Pour peu qu’elle ait un joli chapeau sur des cheveux pas communs, et que le reste de sa personne disparaisse dans un tas de fourrures, une femme en coupé peut toujours faire illusion. Le beau Jacques me témoigna comme toujours une politesse délicieuse, avec une froideur de marbre, nuancée habilement toutefois, de façon à me faire comprendre que ce n’était pas la froideur de l’indifférence, mais la froideur du chagrin. Sa voix, son regard, avaient en même temps un je ne sais quoi d’ému qui signifiait :

— Vous non plus, vous n’êtes pas heureuse !

Il me le dit beaucoup plus clairement, le lendemain, à la même place, avec cette différence que j’étais sur mon banc, respirant le grand air, tandis que ma voiture attendait à cent mètres.
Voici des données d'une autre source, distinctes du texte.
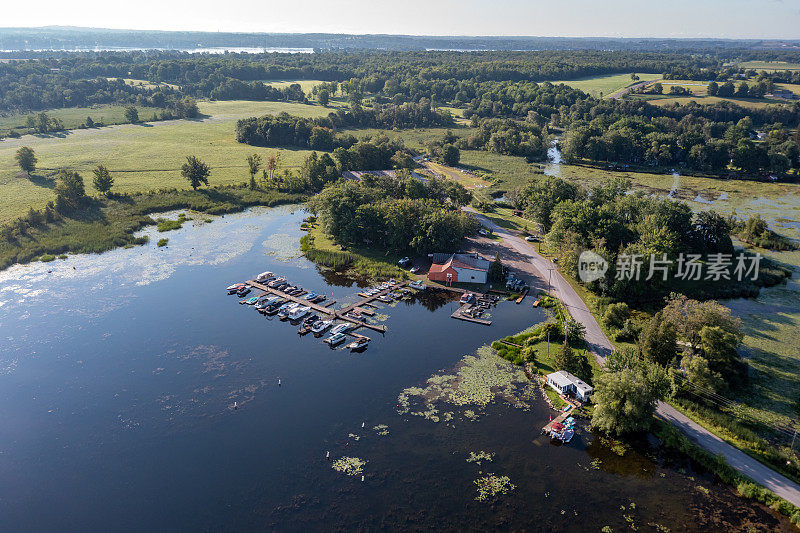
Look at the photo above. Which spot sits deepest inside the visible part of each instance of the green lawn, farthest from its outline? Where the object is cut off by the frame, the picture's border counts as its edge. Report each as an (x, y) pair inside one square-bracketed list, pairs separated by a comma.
[(73, 117), (505, 171), (769, 65), (143, 157), (608, 84)]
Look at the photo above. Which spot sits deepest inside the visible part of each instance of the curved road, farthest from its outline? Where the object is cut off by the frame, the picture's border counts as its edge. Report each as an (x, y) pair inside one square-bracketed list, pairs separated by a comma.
[(544, 276)]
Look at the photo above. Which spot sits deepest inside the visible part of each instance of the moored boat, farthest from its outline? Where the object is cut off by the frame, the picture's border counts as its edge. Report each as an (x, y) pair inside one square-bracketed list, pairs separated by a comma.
[(335, 339), (298, 312), (321, 326), (341, 328), (264, 277), (233, 289), (359, 344)]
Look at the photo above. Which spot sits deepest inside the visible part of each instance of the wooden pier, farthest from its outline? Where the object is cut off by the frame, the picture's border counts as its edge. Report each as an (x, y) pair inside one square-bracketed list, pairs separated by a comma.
[(324, 308), (460, 314), (559, 419)]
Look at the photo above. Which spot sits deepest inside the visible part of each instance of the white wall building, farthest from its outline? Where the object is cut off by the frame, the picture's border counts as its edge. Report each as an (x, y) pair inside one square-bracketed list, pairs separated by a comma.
[(567, 384)]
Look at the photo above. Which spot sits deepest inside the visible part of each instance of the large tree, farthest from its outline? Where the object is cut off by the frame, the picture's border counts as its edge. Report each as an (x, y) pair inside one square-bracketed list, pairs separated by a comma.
[(69, 189), (195, 171), (253, 164), (103, 181), (626, 394), (26, 159), (657, 340), (323, 97), (131, 114)]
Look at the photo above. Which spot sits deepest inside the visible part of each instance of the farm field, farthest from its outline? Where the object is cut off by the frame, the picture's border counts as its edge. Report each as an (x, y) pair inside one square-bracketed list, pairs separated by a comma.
[(306, 85), (146, 84), (744, 102), (606, 84), (73, 117), (507, 172), (415, 138), (769, 65), (143, 156)]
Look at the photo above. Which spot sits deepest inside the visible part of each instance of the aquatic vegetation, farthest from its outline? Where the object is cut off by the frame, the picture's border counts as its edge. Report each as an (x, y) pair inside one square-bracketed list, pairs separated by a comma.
[(479, 457), (282, 246), (169, 225), (615, 445), (478, 380), (351, 466), (491, 485)]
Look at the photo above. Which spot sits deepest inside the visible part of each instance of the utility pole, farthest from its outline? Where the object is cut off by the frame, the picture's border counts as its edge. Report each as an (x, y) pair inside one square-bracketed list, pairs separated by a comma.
[(548, 346)]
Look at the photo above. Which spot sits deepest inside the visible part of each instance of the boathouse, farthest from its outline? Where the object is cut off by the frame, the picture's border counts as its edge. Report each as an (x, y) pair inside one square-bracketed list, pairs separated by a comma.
[(568, 385), (459, 268)]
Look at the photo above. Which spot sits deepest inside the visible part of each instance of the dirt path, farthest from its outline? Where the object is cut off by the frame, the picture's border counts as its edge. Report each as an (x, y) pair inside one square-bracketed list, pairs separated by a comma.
[(522, 256)]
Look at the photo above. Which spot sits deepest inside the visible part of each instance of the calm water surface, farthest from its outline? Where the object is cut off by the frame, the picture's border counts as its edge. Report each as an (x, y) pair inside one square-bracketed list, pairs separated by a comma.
[(119, 372)]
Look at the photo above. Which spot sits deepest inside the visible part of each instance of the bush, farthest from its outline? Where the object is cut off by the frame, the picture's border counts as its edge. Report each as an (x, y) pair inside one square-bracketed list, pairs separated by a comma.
[(616, 315)]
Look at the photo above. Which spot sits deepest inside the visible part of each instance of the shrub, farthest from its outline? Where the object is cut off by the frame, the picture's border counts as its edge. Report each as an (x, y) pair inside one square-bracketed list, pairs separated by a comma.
[(616, 315)]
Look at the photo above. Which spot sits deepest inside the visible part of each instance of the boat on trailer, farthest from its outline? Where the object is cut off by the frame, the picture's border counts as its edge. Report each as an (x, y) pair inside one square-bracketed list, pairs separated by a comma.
[(359, 344), (335, 339)]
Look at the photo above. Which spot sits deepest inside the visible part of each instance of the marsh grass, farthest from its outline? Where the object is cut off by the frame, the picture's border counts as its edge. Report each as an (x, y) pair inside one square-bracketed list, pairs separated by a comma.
[(107, 223), (318, 248)]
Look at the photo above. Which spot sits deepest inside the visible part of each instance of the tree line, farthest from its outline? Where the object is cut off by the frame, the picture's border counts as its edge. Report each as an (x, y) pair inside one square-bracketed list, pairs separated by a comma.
[(318, 133), (396, 214)]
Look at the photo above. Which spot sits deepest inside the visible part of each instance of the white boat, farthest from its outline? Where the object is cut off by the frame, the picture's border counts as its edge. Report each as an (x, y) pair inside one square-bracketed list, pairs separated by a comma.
[(340, 328), (359, 343), (299, 312), (287, 308), (336, 338), (321, 326), (264, 276)]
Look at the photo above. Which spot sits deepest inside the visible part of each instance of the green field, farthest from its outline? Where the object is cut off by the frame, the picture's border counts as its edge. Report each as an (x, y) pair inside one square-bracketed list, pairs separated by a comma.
[(769, 65), (744, 102), (73, 117), (507, 172), (142, 157), (306, 85), (606, 84)]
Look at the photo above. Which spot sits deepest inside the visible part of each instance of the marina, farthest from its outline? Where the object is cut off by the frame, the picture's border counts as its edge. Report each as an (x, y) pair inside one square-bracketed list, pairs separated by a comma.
[(351, 313)]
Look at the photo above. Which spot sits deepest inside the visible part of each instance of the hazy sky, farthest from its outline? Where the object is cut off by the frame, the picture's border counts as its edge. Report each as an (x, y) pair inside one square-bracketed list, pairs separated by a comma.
[(622, 18)]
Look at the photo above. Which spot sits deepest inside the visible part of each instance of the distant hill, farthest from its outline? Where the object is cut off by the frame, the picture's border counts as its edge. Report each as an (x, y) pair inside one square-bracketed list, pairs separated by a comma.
[(74, 38)]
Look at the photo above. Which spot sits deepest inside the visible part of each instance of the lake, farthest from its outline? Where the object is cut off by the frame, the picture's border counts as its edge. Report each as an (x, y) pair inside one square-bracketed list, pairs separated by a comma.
[(119, 374)]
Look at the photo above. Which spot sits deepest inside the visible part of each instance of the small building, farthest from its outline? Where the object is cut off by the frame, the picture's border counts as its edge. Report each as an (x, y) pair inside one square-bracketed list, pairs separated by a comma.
[(568, 385), (459, 268)]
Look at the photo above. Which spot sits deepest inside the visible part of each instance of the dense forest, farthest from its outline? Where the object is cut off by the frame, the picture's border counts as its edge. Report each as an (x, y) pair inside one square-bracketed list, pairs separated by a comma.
[(67, 79)]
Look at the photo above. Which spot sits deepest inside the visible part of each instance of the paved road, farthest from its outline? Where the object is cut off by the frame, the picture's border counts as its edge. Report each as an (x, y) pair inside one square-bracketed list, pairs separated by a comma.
[(543, 275)]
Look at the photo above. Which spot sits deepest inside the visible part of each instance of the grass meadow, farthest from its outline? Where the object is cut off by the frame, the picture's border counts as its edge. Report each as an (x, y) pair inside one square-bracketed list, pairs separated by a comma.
[(144, 156), (73, 117), (606, 84)]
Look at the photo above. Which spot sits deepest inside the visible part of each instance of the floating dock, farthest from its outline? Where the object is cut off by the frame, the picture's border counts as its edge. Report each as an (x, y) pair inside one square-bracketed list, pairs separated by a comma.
[(461, 314)]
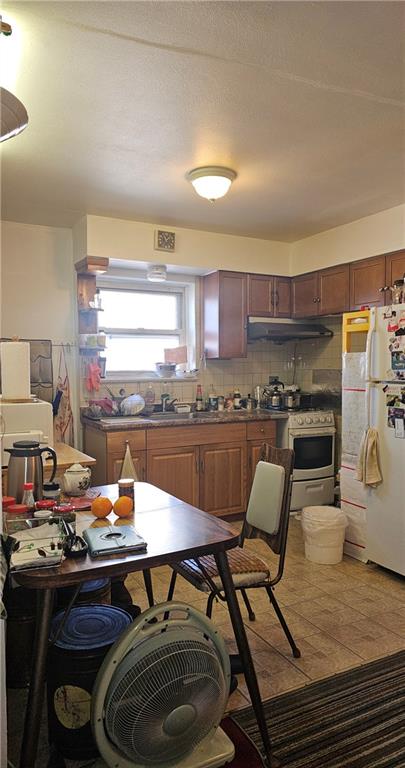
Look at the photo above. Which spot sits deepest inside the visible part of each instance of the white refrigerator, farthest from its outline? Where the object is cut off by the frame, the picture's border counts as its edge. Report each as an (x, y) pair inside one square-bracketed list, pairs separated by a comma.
[(385, 410)]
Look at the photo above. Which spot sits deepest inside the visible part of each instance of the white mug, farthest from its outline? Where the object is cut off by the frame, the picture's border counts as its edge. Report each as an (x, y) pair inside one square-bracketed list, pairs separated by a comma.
[(76, 480)]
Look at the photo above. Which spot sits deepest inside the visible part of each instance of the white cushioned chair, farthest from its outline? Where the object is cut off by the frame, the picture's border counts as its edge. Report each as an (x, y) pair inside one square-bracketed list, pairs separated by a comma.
[(267, 518)]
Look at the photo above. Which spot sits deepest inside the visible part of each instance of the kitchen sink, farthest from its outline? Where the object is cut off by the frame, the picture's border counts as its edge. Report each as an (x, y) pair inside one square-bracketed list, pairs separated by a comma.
[(168, 416)]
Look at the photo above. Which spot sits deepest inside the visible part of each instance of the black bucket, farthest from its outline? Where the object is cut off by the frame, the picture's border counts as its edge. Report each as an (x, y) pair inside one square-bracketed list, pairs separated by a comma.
[(20, 634), (73, 663), (95, 591)]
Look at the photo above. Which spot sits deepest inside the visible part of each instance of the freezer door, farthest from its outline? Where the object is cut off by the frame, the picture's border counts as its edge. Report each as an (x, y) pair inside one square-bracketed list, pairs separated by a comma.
[(386, 503), (385, 351)]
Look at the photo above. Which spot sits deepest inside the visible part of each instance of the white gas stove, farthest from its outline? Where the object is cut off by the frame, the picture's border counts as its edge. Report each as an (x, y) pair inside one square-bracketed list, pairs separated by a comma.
[(311, 435)]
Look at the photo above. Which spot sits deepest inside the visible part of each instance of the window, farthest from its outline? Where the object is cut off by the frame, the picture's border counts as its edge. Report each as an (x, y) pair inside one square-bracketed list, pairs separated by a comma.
[(140, 323)]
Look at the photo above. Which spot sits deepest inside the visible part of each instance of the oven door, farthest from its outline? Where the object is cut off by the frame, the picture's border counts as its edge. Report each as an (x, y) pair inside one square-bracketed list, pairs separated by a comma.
[(314, 451)]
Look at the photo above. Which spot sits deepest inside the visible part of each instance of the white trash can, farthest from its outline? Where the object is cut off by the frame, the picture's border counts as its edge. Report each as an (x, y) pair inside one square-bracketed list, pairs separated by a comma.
[(324, 533)]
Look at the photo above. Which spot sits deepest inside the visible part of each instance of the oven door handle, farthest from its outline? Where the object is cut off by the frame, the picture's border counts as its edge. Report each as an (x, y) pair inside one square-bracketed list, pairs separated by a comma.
[(321, 432)]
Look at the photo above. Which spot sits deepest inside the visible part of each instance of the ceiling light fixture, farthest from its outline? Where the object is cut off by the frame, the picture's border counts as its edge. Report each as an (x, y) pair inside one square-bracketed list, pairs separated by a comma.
[(157, 273), (211, 181), (14, 117)]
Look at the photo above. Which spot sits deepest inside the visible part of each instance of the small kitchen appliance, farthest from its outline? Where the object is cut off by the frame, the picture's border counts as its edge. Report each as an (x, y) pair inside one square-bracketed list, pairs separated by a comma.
[(25, 466), (32, 420)]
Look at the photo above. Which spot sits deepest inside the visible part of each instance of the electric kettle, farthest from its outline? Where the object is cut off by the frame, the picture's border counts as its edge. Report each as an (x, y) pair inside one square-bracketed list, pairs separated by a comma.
[(25, 466)]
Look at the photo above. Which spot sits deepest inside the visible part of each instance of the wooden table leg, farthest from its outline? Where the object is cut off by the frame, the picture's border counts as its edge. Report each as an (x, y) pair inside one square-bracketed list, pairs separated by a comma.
[(33, 712), (245, 655), (148, 586)]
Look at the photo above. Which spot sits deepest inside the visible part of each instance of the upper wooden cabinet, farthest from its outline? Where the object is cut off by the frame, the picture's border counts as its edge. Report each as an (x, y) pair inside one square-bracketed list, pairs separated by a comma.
[(269, 296), (333, 290), (225, 314), (367, 283), (304, 295), (394, 268), (321, 293)]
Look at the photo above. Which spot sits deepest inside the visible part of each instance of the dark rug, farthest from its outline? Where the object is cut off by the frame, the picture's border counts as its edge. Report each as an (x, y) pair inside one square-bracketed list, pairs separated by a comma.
[(355, 719)]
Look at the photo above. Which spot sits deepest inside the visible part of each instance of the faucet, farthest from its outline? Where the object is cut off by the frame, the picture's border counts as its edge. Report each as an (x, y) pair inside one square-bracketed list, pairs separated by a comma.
[(164, 398)]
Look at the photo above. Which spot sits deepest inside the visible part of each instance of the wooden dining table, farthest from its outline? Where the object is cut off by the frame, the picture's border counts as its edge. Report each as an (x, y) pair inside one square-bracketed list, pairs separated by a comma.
[(173, 531)]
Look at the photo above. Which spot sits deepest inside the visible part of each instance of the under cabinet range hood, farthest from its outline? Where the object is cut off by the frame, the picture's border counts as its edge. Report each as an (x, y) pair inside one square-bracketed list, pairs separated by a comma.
[(285, 330)]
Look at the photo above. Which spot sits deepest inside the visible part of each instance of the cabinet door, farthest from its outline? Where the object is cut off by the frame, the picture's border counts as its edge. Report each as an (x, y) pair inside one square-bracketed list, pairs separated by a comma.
[(232, 314), (223, 478), (282, 297), (305, 295), (260, 295), (395, 269), (175, 471), (333, 290), (367, 278), (115, 462)]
Le promeneur arrêta son cheval et, sans descendre, s’informa de ma santé, d’un air de paternité triste qui lui allait fort bien.

— Je ne vous demande pas de nouvelles de Noircombe, ajouta-t-il. Je néglige un peu le Cercle depuis quelque temps ; mais j’entends parler de lui par les camarades.

— Si j’étais portée à l’inquisition, répliquai-je, ce serait le cas de vous demander ce que disent « les camarades ». Mais, tout au contraire, je vous prie de ne pas me le dire. J’ai l’horreur de ce genre d’opérations.

— Non, fit-il ; non, je ne vous dirai rien ! Vous êtes une bonne petite âme qui mériterait bien d’être heureuse. Et vous vous promenez toujours toute seule ?

— Oh ! j’aime la solitude.

— C’est comme moi, soupira-t-il. Et, quand on aime la solitude à notre âge, il n’est pas difficile de deviner le reste.